Hyunjin merasa persendian kakinya ingin lepas dari tempatnya semula, namun cowok itu tetap berlari.
Dia gak mau mati, masih banyak hal yang ingin Hyunjin lakukan sebagai seorang remaja pada umumnya. Dia ingin sekolah dengan tinggi, meraih cita-cita, berkeluarga, tua bersama.
Apakah hal hal sederhana itu terlalu keterlaluan untuk diimpikan?
Lutut Hyunjin melemas ketika ia menatap dinding didepannya.

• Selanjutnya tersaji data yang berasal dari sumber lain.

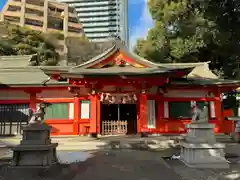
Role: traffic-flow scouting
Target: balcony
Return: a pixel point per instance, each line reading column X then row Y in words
column 33, row 27
column 15, row 3
column 75, row 25
column 34, row 17
column 13, row 14
column 35, row 7
column 55, row 14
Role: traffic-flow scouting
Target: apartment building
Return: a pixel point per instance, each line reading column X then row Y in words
column 102, row 19
column 45, row 16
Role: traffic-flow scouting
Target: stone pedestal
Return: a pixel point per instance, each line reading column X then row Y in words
column 35, row 148
column 200, row 150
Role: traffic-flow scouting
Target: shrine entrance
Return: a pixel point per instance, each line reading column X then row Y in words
column 118, row 119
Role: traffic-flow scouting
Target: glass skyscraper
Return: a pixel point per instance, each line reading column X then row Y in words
column 102, row 19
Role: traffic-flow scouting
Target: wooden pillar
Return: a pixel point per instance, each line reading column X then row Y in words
column 33, row 101
column 76, row 115
column 218, row 111
column 98, row 115
column 160, row 111
column 93, row 115
column 143, row 111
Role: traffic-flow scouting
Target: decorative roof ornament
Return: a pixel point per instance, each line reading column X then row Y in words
column 117, row 38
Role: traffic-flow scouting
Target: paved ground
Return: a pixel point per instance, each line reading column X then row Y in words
column 121, row 164
column 104, row 165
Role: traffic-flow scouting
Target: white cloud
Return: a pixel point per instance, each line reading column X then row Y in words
column 144, row 24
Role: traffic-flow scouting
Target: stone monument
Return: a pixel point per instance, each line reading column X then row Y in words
column 35, row 148
column 200, row 149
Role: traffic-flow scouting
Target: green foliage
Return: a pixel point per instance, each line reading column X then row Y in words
column 192, row 31
column 24, row 41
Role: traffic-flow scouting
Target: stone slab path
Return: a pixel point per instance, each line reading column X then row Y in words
column 104, row 165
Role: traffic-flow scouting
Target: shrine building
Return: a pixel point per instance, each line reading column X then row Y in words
column 116, row 92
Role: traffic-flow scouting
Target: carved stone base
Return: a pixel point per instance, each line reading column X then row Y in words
column 25, row 155
column 200, row 133
column 35, row 149
column 203, row 155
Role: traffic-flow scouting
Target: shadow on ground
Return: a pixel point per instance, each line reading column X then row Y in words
column 103, row 165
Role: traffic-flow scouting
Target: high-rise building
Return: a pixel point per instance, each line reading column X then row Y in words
column 45, row 16
column 102, row 19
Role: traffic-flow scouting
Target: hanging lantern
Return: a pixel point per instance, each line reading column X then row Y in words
column 118, row 98
column 62, row 15
column 125, row 100
column 129, row 98
column 135, row 97
column 112, row 100
column 102, row 97
column 107, row 97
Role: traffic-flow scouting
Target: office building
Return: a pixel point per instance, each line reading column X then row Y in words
column 45, row 16
column 102, row 19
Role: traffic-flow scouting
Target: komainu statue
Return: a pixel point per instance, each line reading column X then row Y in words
column 38, row 116
column 198, row 115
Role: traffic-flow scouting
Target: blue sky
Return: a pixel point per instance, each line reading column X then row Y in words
column 139, row 19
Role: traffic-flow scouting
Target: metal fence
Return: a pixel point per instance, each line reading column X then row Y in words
column 12, row 117
column 111, row 127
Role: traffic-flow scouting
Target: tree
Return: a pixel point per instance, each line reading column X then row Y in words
column 24, row 41
column 192, row 31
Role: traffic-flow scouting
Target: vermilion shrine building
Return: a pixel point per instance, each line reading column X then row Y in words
column 115, row 92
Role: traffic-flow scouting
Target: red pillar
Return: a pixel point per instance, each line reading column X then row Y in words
column 160, row 111
column 93, row 115
column 143, row 111
column 76, row 115
column 33, row 101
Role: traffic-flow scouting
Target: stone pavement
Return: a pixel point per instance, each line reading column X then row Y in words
column 104, row 165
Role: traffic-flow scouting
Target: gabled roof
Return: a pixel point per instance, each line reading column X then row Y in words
column 15, row 61
column 117, row 47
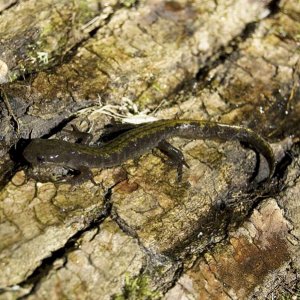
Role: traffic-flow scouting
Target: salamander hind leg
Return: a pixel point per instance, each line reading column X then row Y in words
column 175, row 155
column 80, row 175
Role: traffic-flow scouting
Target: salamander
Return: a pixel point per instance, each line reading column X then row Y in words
column 137, row 141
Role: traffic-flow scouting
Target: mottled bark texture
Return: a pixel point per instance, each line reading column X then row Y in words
column 136, row 231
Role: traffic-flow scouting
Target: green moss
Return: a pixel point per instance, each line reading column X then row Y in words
column 137, row 288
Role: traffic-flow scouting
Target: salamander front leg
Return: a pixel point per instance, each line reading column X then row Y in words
column 175, row 155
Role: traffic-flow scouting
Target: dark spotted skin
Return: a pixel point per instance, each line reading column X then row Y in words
column 137, row 141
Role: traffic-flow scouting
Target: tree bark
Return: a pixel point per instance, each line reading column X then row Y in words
column 139, row 233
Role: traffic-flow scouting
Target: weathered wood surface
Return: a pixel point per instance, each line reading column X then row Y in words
column 141, row 233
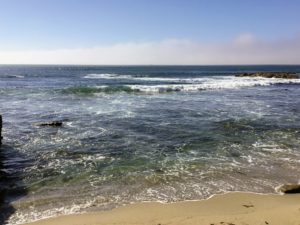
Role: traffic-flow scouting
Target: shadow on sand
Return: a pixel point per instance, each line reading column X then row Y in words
column 11, row 184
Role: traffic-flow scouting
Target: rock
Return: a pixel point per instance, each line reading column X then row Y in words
column 1, row 130
column 282, row 75
column 289, row 188
column 57, row 123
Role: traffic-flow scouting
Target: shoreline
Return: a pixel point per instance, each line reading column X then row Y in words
column 234, row 208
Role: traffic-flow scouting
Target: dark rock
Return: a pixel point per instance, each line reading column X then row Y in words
column 289, row 188
column 57, row 123
column 283, row 75
column 1, row 130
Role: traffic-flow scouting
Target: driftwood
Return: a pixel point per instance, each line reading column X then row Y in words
column 289, row 188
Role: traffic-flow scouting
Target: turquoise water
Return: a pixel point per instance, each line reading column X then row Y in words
column 133, row 134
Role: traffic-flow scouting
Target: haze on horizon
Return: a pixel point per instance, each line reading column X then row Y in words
column 132, row 32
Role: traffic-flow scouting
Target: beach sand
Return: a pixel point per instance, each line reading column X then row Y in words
column 226, row 209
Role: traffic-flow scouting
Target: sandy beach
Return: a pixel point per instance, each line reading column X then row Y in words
column 227, row 209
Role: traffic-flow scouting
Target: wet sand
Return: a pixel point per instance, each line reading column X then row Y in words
column 226, row 209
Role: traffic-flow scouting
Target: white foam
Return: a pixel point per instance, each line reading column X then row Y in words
column 107, row 76
column 214, row 84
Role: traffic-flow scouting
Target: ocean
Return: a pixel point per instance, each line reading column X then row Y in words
column 142, row 133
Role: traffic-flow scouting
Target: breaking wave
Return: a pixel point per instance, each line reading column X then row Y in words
column 184, row 84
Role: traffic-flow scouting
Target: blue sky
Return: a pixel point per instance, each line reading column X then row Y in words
column 53, row 25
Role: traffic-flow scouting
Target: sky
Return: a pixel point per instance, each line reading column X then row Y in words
column 142, row 32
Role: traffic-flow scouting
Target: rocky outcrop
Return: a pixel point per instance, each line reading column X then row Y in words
column 1, row 130
column 289, row 188
column 282, row 75
column 57, row 123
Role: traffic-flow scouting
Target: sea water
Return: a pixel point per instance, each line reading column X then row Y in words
column 142, row 133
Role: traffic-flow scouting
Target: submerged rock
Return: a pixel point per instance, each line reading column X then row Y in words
column 57, row 123
column 283, row 75
column 289, row 188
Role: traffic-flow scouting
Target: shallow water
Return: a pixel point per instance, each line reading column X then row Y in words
column 134, row 134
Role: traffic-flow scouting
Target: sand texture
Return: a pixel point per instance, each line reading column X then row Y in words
column 226, row 209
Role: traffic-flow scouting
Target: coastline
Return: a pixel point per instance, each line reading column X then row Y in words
column 235, row 208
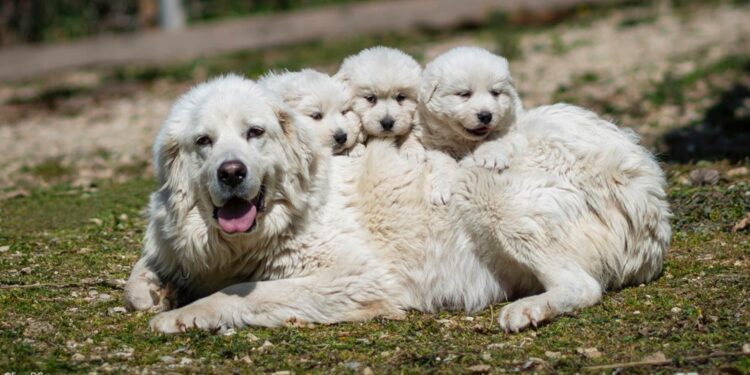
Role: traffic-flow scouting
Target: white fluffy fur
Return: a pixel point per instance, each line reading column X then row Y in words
column 580, row 209
column 456, row 88
column 385, row 85
column 323, row 101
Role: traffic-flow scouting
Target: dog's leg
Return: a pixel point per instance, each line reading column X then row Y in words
column 272, row 303
column 444, row 171
column 146, row 291
column 494, row 154
column 567, row 287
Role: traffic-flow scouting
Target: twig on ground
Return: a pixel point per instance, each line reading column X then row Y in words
column 665, row 362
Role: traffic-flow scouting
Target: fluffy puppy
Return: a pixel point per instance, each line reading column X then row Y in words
column 385, row 85
column 325, row 104
column 468, row 107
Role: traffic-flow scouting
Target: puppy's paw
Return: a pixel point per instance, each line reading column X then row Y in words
column 149, row 294
column 357, row 151
column 441, row 193
column 194, row 316
column 414, row 153
column 496, row 161
column 519, row 315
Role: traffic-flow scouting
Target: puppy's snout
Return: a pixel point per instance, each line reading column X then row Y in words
column 340, row 137
column 387, row 122
column 232, row 173
column 484, row 117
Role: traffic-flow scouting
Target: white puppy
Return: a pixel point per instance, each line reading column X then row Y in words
column 324, row 102
column 385, row 85
column 468, row 108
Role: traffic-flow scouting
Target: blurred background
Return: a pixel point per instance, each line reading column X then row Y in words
column 84, row 85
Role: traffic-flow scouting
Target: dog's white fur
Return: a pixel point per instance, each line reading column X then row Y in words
column 456, row 87
column 323, row 101
column 580, row 210
column 385, row 85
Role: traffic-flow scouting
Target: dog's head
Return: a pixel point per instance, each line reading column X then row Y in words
column 470, row 90
column 385, row 85
column 230, row 149
column 324, row 103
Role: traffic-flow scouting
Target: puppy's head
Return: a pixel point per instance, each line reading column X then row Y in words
column 385, row 84
column 223, row 149
column 470, row 90
column 324, row 103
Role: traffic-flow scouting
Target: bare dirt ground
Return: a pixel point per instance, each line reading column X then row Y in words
column 625, row 52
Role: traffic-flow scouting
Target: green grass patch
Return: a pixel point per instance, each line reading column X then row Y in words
column 74, row 329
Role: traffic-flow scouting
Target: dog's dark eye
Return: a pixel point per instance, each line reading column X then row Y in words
column 255, row 131
column 203, row 140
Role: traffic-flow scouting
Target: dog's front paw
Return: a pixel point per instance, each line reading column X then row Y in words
column 519, row 315
column 496, row 161
column 194, row 316
column 441, row 193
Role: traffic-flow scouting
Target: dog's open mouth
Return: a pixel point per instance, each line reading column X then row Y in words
column 480, row 131
column 239, row 215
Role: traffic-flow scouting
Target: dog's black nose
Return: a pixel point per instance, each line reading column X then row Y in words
column 387, row 122
column 339, row 137
column 232, row 172
column 484, row 117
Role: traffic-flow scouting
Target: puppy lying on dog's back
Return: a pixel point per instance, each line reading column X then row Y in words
column 468, row 108
column 385, row 85
column 324, row 102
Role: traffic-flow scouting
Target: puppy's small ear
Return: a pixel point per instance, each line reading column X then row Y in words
column 430, row 84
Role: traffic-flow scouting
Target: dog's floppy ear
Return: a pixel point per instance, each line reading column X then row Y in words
column 172, row 174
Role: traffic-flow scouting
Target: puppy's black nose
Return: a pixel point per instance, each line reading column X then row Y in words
column 387, row 123
column 232, row 172
column 484, row 117
column 339, row 137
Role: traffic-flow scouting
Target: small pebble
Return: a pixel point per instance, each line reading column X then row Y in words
column 589, row 352
column 479, row 369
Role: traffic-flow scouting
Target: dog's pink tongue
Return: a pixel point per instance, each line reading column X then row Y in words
column 237, row 216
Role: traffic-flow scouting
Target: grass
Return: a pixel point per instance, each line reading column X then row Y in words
column 85, row 240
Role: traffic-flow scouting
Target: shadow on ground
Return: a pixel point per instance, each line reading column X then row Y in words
column 724, row 132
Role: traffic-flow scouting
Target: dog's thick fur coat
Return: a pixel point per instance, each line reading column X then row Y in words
column 580, row 210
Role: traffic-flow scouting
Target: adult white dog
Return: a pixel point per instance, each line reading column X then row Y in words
column 324, row 102
column 251, row 216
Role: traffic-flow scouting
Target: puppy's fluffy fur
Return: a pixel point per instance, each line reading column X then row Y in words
column 385, row 85
column 468, row 108
column 324, row 102
column 581, row 210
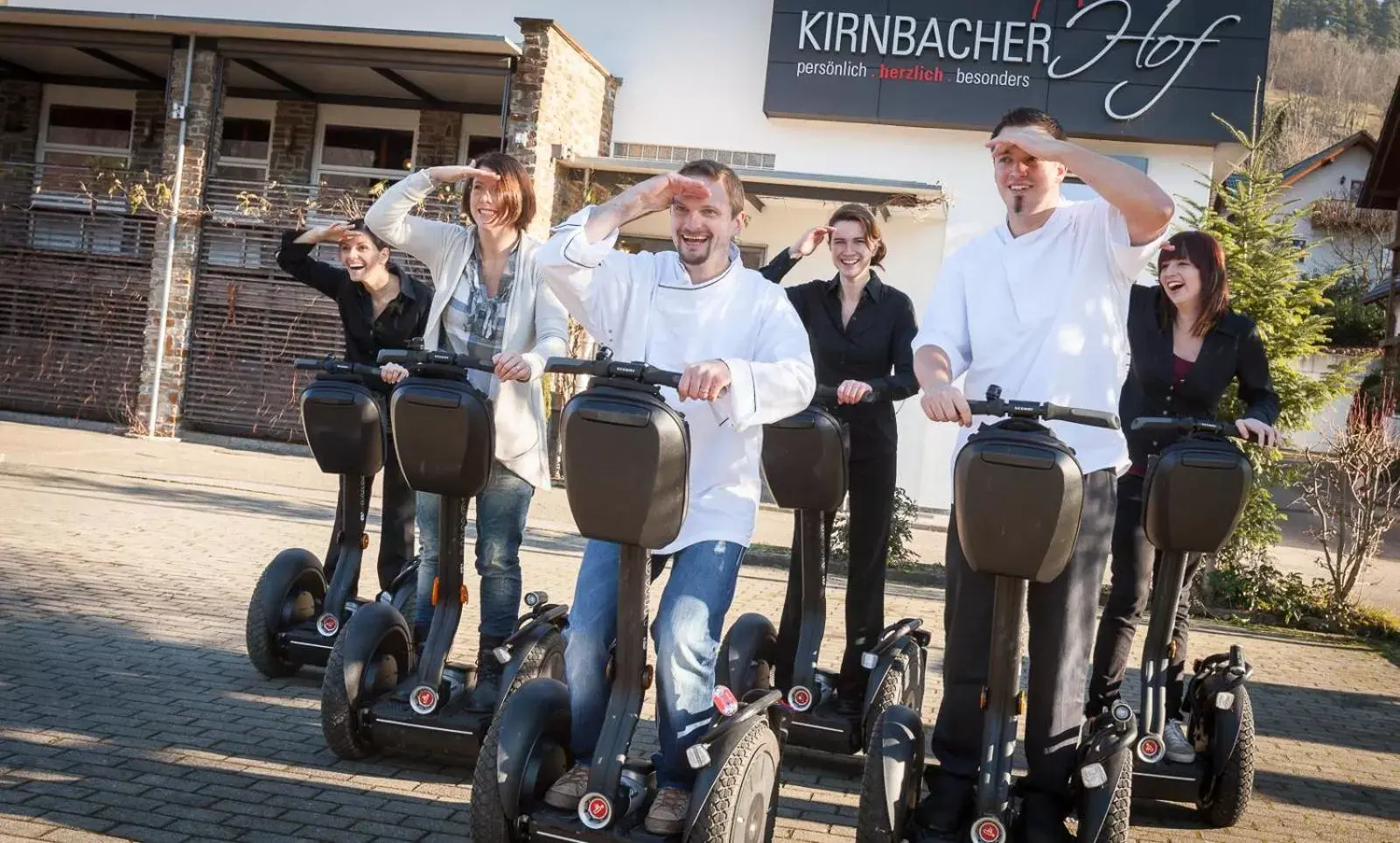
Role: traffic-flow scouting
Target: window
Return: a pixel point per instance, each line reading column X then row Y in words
column 363, row 156
column 752, row 256
column 244, row 149
column 81, row 130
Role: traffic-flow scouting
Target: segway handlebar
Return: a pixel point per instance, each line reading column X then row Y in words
column 606, row 367
column 420, row 357
column 828, row 395
column 1050, row 412
column 335, row 367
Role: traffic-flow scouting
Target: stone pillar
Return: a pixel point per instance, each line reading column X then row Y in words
column 440, row 139
column 174, row 339
column 20, row 119
column 562, row 102
column 293, row 143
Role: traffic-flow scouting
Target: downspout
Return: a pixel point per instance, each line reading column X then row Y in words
column 179, row 114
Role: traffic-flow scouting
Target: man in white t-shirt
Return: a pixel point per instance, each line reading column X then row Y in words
column 1036, row 306
column 746, row 362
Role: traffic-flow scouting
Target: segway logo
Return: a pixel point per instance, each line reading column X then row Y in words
column 595, row 811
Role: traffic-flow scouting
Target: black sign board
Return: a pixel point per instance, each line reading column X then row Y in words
column 1152, row 70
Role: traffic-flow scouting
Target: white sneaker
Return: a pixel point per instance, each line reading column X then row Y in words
column 1178, row 748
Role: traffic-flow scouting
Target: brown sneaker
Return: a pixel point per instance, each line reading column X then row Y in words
column 569, row 790
column 668, row 811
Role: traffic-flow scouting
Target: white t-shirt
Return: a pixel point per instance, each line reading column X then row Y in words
column 1045, row 317
column 644, row 307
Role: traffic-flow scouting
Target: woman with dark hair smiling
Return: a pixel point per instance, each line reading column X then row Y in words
column 1186, row 349
column 489, row 303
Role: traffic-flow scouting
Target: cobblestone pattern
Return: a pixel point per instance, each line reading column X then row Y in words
column 130, row 710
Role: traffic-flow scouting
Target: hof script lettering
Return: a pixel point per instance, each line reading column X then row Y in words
column 1148, row 56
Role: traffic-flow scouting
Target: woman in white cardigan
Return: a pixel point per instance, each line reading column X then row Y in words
column 489, row 301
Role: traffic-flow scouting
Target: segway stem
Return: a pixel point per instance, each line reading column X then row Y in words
column 1157, row 650
column 811, row 573
column 346, row 577
column 447, row 612
column 998, row 730
column 629, row 661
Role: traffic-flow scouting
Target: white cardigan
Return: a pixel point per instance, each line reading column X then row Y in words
column 536, row 325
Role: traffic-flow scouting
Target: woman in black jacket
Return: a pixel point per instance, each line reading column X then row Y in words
column 861, row 332
column 1186, row 348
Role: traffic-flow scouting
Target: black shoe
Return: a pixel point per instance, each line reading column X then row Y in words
column 948, row 805
column 1042, row 819
column 489, row 671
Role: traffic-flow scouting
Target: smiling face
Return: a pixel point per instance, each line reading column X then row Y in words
column 360, row 256
column 704, row 228
column 1026, row 184
column 851, row 249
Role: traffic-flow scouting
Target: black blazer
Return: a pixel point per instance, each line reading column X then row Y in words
column 1232, row 349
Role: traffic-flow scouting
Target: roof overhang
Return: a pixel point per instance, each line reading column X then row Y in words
column 326, row 65
column 788, row 185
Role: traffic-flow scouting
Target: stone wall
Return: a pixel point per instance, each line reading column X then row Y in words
column 440, row 139
column 20, row 102
column 562, row 104
column 293, row 143
column 174, row 339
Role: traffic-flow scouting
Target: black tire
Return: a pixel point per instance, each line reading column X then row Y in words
column 545, row 658
column 371, row 654
column 489, row 821
column 1120, row 810
column 741, row 798
column 289, row 591
column 895, row 689
column 1231, row 794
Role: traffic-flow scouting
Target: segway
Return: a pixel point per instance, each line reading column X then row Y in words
column 294, row 616
column 1017, row 465
column 627, row 457
column 805, row 462
column 1194, row 497
column 380, row 695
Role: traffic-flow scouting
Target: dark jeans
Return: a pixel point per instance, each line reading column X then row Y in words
column 1136, row 565
column 396, row 521
column 872, row 502
column 1061, row 632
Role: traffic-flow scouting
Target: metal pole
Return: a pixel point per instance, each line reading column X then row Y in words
column 170, row 247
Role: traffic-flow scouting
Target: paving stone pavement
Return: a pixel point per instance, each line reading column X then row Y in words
column 130, row 710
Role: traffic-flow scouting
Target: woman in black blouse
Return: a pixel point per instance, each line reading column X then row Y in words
column 1186, row 348
column 861, row 334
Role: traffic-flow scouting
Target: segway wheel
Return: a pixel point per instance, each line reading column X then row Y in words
column 1225, row 804
column 545, row 658
column 895, row 689
column 741, row 800
column 882, row 817
column 1120, row 808
column 371, row 654
column 290, row 590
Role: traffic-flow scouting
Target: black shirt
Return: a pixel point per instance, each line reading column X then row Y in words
column 875, row 342
column 405, row 318
column 1229, row 350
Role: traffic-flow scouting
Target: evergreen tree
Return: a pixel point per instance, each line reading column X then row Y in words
column 1256, row 233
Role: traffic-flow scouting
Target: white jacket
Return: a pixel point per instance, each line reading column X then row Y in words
column 536, row 325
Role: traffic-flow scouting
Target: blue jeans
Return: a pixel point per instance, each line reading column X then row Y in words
column 500, row 527
column 686, row 633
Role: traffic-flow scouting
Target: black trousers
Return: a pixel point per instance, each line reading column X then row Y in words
column 1061, row 630
column 1136, row 565
column 396, row 524
column 872, row 503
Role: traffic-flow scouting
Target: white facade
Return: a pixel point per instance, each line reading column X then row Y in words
column 695, row 77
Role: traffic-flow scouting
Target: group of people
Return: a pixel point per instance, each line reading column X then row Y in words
column 1046, row 306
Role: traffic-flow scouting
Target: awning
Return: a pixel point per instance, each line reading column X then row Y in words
column 333, row 65
column 790, row 185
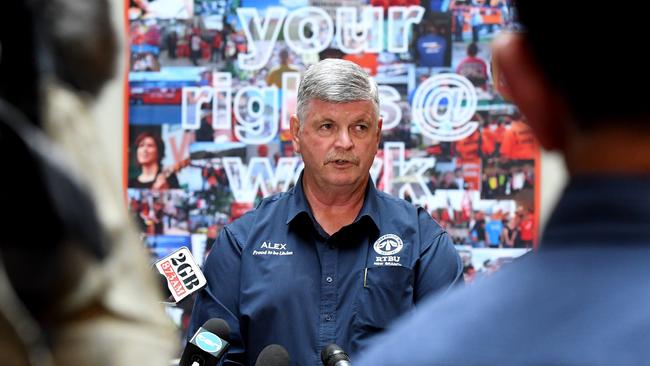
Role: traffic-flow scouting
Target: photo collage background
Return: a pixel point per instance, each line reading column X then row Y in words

Tak ada lagi ruang tersisa untuk berlari. Semua pintu ruang kelas terkunci rapat.
Hyunjin pasrah. Cahaya cahaya itu kian mendekat.
Kedua matanya kebas, menahan tangis. Sebut saja Hyunjin cengeng, dia tidak ingin mati konyol seperti ini. Gak lucu sumpah.
Heejin sangat membutuhkannya, cewek itu sedang sekarat.
"Maaf." gumam Hyunjin pelan sembari memeluk benda perak di genggamannya.
Namun sepersekian detik kemudian, kedua kelopaknya kembali terbuka ketika mendengar dengusan halus di sebelahnya.
Seorang cowok berambut blonde dengan potongan spike menatap Hyunjin dengan jengkel di bibir pintu ruangan pojok yang semula tertutup rapat. Kedua tangannya dilipat didepan dada, sementara sorotnya tajam mengintimidasi.